I have just finished Spinning Silver by Naomi Novik. I love fairy tale retellings, and this one is loosely based on Rumpelstiltskin, but she has completely made it her own. And right now I’m about to start My Year of Rest and Relaxation by Ottessa Moshfegh, the premise of it sounds very intriguing…

 

Do you have a favourite quote by a female author?

This one is framed by my writing desk:

“I am not at all in a humour for writing. I must write on until I am.” – Jane Austen

 

Tell us three fun facts about yourself, that other people might not know?

I grew up in Germany, in an area where all the streets and roads had names from mythology or fairy tales.  On my way to school I would pass Snow White Road, Sleeping Beauty Road and so on, and even my school was named after the Tale of the Goose Girl.

My childhood house was on a road called “Asenweg”, which translates to “Æsir Way”. The Æsir are gods from Norse mythology. I’ve actually written a whole lovesong about that house: badasssnowhite.bandcamp.com

Which leads me to my second fact: I am also a singer and songwriter. I play solo music as well as in the Oxford-based duo Robot Swans and an experimental German duo called beißpony.

My third fact is that I am an animal lover. I have spent my whole life wishing for a puppy and now my childhood dreams have become a reality and I have a very cute 2-year old dog who is called Wodehouse after the writer PG Wodehouse. She is female, so the name often confuses people. You can follow us on Instagram @wodehouse_and_i

 

Do you have a favourite illustrator of children’s books? Why?

Freya Hartas. She has such an amazing style and I love her imagination and dark humour.
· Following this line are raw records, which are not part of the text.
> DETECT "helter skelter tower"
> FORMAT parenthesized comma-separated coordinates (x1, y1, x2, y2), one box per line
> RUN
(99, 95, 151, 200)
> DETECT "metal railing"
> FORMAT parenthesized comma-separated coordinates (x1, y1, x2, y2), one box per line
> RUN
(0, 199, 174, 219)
And my mum, Banu Theis-Baydur, because she has created really lovely books
in three different languages especially for her grandchildren.

 

What are the best and worst pieces of writing advice you’ve received?

I love this quote by Nick Cave:

“Ideas are timid things, in my experience. They come as whispers and you need to hold them in honest regard in order to receive them. Perhaps the idea is as scared as you. Perhaps the idea is as invisible as you may sometimes feel. It may be that the idea is simply mirroring your internal self and is reluctant to settle in a mind that is heavy with uncertainty, and that is repeating ancient mantras of self-doubt. These voices can best be banished by a spirited disobedience, a playful defiance. Disobey the voices by continuing to write. They are a lot less robust than they appear. The idea is closing in.”

Advice I don’t think is particularly helpful, at least to me, is when people tell you to gear your writing towards a specific market / audience. I especially love reading things that defy categorisation in regards to genre or the age group they are aimed at, and I don’t think it’s a writer’s duty to think about marketing in this way while they are writing. I try to ignore the question of “who is this aimed at?” and just write something I might like to read myself.

 

What is your favourite song by a female singer, and why?

I am going to cheat again and list more than one, I have so many favourites!

Two songs that immediately spring to mind are Ditte Elly’s Winter and Rosie Caldecott’s The Swell (though it’s impossible to pick just one, I love all their songs and Rosie has also just released her incredible Lost Gardens EP). I met both Ditte and Rosie at Catweazle, a magical Open Mic night in Oxford and am in love with their voices and their songwiting. Other songs that make me happy are Fiona Apple’s Paperbag (again, impossible to pick just one – she is the reason I started writing songs in the first place) Laura Marling’s Soothing, Regina Spektor’s the first two albums, Cat Power’s Covers Record, Kate Bush’s Wuthering Heights, Tori Amos’ Horses and the songs by Jenny Lewis, Bettye Swann, Alev Lenz and Scout Niblett.